誰も面倒は見てくれないのでじぶんの将来のことはじぶんで何とかしないといけないという意識は、新しい世代の人たちの中にはかなり浸透してきているようです。でもおそらく学校ではお金について学ぶ機会がほとんどなかったためか、「とりあえずお金を貯める」で止まってしまっている人も多いようなのですが、お金について心配せずに生きていけるようになるためには、将来あと少しだけその先へ進まないといけません。
貯金は出発点
All Aboutの「若者の1カ月のお金の使い道「貯金」が2位に! 平均貯金額は?」によると、18~24歳の新しい世代の人たちは意外と堅実に生きているようです。昔と比べると貯蓄率が下がっているようではあるのですが、アルバイトなどで得た収入のほとんどを使い切ってしまっているのかと思いきや、意外にも使い道としては「貯めておく」が2位と大きなウェイトを占めているようです。コロナ禍が起きたことで将来がどうなるか不安を感じたからというのもあるでしょう。
まだ若いながらもしっかりとお金を貯めている理由としては、もしもの不測に備えてという人が約半数も居ることから漠然とした不安はあるものの、資産運用などについて知識が無いことが心配という人も4割近く居ることから、心配だけど具体的にどう備えたらいいのか分からなくて、不安を抱えたまま困っている様子です。

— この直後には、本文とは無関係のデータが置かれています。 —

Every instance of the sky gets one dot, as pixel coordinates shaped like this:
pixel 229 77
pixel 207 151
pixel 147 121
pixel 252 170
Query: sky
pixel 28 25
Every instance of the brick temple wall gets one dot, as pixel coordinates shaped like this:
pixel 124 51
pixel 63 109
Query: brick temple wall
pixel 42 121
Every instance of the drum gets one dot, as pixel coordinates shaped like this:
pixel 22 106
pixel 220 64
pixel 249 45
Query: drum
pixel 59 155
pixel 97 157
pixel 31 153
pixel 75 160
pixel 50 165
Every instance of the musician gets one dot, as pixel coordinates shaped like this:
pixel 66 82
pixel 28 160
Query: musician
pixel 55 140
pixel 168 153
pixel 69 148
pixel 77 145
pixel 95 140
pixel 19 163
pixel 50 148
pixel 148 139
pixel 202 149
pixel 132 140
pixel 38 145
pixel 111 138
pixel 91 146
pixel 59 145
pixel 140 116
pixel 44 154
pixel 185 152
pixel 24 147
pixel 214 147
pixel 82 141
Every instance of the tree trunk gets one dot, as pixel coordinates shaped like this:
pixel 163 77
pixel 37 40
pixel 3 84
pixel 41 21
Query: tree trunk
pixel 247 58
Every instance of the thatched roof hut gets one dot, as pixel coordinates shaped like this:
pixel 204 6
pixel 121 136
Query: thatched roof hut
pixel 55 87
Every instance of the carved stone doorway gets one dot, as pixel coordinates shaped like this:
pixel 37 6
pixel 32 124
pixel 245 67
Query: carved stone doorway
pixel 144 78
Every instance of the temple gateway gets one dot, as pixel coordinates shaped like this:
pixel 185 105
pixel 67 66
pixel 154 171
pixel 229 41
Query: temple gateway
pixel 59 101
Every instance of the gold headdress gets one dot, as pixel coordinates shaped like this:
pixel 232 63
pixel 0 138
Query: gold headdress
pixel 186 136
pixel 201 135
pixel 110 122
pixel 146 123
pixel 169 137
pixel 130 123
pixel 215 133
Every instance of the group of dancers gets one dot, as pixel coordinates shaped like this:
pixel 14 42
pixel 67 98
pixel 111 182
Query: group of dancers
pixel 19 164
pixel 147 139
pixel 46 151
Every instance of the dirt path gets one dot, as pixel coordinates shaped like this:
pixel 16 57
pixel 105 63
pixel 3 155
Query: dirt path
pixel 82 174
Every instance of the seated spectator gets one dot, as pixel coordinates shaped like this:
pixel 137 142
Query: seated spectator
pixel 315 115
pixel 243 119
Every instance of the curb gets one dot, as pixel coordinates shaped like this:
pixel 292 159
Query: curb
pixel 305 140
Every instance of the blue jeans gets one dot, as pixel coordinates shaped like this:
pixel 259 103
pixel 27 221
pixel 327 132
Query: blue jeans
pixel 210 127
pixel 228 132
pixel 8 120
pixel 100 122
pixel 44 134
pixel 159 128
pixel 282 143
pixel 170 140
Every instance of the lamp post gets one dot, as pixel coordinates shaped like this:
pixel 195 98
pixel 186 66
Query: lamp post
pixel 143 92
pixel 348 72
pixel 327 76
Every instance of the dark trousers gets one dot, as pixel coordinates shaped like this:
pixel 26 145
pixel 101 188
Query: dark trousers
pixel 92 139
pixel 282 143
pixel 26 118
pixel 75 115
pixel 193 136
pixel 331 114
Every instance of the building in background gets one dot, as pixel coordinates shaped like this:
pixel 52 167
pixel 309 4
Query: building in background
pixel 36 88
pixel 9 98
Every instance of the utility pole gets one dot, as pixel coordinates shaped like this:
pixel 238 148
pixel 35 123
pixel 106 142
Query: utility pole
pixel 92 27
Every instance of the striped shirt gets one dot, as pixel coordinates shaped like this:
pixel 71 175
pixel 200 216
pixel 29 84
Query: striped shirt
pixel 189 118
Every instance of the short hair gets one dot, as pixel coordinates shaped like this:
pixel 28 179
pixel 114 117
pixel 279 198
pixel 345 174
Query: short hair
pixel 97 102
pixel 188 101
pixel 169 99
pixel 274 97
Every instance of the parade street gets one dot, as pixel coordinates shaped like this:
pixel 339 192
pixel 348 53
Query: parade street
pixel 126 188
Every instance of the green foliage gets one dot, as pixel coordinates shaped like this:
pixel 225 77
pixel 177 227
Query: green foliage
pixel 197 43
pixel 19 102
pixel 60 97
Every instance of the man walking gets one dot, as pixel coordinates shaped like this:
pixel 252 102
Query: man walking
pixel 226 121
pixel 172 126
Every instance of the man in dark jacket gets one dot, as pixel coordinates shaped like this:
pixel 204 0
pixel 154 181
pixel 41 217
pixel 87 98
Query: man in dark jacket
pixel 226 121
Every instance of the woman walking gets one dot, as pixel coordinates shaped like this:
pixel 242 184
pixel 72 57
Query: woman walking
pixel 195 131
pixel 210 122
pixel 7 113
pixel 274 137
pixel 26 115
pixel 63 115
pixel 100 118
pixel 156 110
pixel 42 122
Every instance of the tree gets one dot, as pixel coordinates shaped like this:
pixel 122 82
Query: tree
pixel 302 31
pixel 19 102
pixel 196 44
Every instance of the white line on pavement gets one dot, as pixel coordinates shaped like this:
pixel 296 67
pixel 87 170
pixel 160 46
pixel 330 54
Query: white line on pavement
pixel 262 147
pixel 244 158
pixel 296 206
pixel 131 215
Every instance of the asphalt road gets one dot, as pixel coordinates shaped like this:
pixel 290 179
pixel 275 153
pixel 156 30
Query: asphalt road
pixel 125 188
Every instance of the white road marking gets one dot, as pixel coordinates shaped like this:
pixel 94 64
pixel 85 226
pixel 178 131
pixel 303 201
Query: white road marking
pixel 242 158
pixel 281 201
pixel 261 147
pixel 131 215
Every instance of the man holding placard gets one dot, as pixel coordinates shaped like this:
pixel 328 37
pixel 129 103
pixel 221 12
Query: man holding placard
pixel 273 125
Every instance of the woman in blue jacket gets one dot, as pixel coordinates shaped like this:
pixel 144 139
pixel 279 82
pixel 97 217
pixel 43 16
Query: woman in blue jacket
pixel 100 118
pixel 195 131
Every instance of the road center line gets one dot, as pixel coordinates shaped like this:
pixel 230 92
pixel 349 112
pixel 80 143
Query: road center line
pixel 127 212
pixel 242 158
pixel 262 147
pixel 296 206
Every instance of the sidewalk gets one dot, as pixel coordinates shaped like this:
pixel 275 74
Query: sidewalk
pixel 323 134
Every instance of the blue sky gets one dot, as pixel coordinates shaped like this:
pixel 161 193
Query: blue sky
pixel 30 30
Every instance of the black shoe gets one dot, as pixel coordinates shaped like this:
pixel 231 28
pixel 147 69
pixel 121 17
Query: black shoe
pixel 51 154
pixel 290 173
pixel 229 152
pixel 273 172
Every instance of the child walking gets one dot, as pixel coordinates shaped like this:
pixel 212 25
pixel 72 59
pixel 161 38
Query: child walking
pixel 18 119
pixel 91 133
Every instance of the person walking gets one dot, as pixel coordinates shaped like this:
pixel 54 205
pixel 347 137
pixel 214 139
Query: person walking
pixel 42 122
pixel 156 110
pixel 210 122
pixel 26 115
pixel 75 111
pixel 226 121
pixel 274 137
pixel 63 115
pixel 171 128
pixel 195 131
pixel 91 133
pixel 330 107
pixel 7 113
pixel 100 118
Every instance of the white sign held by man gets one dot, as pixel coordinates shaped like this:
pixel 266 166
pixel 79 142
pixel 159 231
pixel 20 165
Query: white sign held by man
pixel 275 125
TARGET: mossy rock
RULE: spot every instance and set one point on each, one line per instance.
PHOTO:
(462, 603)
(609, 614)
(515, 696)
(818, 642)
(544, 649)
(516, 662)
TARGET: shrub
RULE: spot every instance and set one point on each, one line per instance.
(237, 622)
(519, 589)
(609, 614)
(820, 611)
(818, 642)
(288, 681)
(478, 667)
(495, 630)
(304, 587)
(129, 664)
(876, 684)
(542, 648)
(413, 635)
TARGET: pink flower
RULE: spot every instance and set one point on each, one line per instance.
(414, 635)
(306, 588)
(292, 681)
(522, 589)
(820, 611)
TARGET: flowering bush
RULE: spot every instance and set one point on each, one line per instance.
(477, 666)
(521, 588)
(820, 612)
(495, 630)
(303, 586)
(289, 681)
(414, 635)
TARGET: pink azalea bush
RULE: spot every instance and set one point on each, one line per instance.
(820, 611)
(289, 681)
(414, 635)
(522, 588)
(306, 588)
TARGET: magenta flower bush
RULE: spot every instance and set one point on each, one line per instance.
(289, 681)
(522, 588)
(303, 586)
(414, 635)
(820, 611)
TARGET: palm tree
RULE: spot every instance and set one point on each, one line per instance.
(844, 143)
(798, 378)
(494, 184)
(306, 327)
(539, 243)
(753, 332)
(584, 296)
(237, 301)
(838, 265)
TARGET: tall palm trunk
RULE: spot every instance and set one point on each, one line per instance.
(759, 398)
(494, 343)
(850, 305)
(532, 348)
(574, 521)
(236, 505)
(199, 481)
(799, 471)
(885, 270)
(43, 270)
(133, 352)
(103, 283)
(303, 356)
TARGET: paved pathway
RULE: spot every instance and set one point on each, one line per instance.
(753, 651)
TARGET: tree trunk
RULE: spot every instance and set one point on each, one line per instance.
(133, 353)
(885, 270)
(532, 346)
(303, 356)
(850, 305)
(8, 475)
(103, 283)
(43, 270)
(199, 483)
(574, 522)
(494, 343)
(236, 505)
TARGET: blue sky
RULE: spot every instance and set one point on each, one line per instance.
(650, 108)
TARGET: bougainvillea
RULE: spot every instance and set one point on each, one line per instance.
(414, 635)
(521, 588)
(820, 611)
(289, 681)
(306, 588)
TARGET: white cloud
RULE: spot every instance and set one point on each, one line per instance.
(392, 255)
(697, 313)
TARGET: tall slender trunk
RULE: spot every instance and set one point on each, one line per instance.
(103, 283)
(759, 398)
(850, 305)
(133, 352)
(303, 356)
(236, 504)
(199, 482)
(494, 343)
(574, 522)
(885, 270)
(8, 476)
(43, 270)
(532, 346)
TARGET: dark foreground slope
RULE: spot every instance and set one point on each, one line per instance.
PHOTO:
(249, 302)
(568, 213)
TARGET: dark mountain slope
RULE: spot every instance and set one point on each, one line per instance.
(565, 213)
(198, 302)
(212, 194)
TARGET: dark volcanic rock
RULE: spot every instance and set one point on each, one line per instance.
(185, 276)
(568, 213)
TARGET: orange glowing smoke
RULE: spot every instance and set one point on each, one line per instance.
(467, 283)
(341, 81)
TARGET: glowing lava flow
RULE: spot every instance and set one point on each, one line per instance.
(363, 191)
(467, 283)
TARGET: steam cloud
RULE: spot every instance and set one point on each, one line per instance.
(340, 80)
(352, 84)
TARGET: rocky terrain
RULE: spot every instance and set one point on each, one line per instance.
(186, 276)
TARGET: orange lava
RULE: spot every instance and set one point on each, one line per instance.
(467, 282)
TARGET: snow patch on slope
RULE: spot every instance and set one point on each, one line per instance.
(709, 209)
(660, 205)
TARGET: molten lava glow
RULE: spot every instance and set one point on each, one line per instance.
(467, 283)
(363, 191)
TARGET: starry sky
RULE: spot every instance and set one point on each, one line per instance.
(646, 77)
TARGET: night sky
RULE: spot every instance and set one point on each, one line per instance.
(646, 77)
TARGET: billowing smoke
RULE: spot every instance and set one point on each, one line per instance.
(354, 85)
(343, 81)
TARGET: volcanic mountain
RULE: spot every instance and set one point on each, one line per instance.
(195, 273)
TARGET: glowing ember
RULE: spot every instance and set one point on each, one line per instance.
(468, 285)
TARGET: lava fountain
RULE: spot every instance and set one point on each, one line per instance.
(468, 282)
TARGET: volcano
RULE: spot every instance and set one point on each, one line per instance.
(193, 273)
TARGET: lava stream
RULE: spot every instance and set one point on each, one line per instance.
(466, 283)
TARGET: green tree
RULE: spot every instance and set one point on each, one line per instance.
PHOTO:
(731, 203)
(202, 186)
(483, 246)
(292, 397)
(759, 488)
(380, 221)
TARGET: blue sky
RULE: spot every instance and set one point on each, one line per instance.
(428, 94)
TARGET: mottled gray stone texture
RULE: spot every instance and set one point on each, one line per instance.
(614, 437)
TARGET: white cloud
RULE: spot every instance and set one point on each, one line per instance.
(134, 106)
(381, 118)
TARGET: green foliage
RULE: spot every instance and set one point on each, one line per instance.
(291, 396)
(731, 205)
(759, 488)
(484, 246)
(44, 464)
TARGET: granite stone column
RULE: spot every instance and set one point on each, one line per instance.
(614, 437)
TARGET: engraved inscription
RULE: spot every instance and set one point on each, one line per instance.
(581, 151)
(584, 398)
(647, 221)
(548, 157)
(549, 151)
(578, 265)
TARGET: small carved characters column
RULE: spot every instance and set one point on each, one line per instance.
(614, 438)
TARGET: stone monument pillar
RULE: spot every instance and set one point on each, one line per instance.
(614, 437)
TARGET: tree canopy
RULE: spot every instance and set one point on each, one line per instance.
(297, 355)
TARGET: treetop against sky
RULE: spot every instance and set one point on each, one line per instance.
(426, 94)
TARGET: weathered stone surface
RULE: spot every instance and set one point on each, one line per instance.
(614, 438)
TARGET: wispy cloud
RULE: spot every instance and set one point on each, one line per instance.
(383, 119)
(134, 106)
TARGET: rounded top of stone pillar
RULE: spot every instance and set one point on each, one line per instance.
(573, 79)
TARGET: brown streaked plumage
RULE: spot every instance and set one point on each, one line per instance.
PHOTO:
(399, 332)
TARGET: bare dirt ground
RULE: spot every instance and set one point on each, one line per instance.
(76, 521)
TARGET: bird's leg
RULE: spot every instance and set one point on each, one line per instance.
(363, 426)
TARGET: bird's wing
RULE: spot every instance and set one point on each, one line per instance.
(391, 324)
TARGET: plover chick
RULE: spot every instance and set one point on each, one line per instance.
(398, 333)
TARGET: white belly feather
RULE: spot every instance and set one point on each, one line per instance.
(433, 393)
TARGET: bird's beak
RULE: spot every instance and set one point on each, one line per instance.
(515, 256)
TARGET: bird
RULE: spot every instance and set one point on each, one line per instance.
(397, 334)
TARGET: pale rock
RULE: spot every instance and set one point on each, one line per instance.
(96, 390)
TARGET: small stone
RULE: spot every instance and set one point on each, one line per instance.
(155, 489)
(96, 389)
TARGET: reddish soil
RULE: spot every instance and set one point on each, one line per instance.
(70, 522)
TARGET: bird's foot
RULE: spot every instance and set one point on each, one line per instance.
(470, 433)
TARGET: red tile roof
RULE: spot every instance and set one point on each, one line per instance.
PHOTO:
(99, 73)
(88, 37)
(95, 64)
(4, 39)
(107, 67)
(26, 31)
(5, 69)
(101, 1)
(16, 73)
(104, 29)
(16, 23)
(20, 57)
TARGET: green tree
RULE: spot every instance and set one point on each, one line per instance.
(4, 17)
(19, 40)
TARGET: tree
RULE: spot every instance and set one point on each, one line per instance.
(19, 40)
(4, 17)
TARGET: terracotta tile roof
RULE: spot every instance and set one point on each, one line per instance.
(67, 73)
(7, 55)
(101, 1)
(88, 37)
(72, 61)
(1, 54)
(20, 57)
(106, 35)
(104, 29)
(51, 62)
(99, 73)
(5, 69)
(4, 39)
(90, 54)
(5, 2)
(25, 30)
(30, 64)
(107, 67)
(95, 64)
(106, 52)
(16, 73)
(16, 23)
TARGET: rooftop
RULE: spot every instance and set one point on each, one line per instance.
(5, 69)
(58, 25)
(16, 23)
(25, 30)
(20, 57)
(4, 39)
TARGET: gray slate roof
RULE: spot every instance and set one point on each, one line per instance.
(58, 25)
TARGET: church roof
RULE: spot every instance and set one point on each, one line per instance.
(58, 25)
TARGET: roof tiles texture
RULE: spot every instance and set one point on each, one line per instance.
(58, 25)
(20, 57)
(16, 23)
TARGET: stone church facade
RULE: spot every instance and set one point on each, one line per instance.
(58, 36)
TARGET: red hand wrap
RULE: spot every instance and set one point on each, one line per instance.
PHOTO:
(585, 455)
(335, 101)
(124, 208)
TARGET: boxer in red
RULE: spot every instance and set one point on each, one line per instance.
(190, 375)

困るのもある意味当然です。 そもそも実際に投資からの上がりを得ているという人の割合がわずか3~5%しか居ないので、やっている人に会う機会もほとんどないだろうし、親がやっていなければ、社会に出るまでは実質知る機会がほとんどないということになります。
学校教育にもようやくこれから少しずつファイナンシャル教育の基礎みたいなものを入れていくそうですが、現時点ですでに18歳以上の人たちはおそらく学校ではほとんどお金についての勉強をする機会は無かったのではないでしょうか。それにこれから新たに教えると言っても、教える側だって今まで「働く」「お金をためる」くらいしかしたことが無いという人がほとんどでしょうし、自分がやったことがないことについてはなかなか上手くは教えられません。
とはいえ、「貯める」は「増やす」ための出発点ですから、備えようと動き始めていることは良いことです。その額も見てみると、まだ学生も含まれているため平均貯蓄額は約27万円と小さいようですが、アルバイトなどによる月約5万8千円の稼ぎの中から1万7千円も貯金できているならなかなか立派です。
今後ひとりで自活して本格的にどこかに勤め始めるとなると、毎月給料が入ってくるようになるとはいえ生活費がそれなりに掛かるので今と同じような割合で貯めていくことは難しいのですが、約5万円の稼げでも貯められたのであれば、ぜひとも月3万円以上のペースで続けてもらいたいところです。「それが本当にじぶんにとって必要なものなのか」「それがいくら生んでくれるものなのか」等を意識すれば、お金は貯められます。無理して周りに合わせてお金を使う必要はありません。
「働く」「貯める」の先へ行くと
先程の記事によると。無理ない範囲で貯金をしているという人が多いようですが、将来の不安を少しでも無くすためには、ある程度無理にでもしないと貯められません。ですからどこかに勤め始めたら、まずは毎月必ず先取りで給料から半強制的に避けられる形にしておくほうが効果的で確実です。引かれてもそのうち「最初からなかった」と思えるようになります。
貯金がある程度の額になったところで何かお金を生んでくれるものに持ち替えます。そしてそこから新たに上がる収益と、毎月続けている貯金を合わせることで、お金を生んでくれるものをさらに増やせます。
順番としてはまずは中古の戸建てなどの不動産からはじめ、手が掛からなくなったら空き時間を使ってサイトなどを持つのもいいし、最後に高配当が付く株式へ…と勧めていくといいかもしれません。
お金は一度使うと手元から消えるので、いくら積んでも心配が尽きないのですが、お金を生んでくれるものを持ちその数を増やしていくと、たとえ手元のお金がゼロだったとしても、定期的な上がりがあるということで、お金が減る・無くなる=生きられないという恐怖をあまり感じずに済みます。それに、上がってくる額が大きければ、「働く」に頼らなくても生きられるようにもなれる=無理に他人の都合に合わせなくても生きられるようにもなれます。
少しでも自由で安定した暮らしを得るためにも、「働く」「貯める」の少し先へ行き、持っているものを増やしてそれで稼ぐことも学んでいきましょう。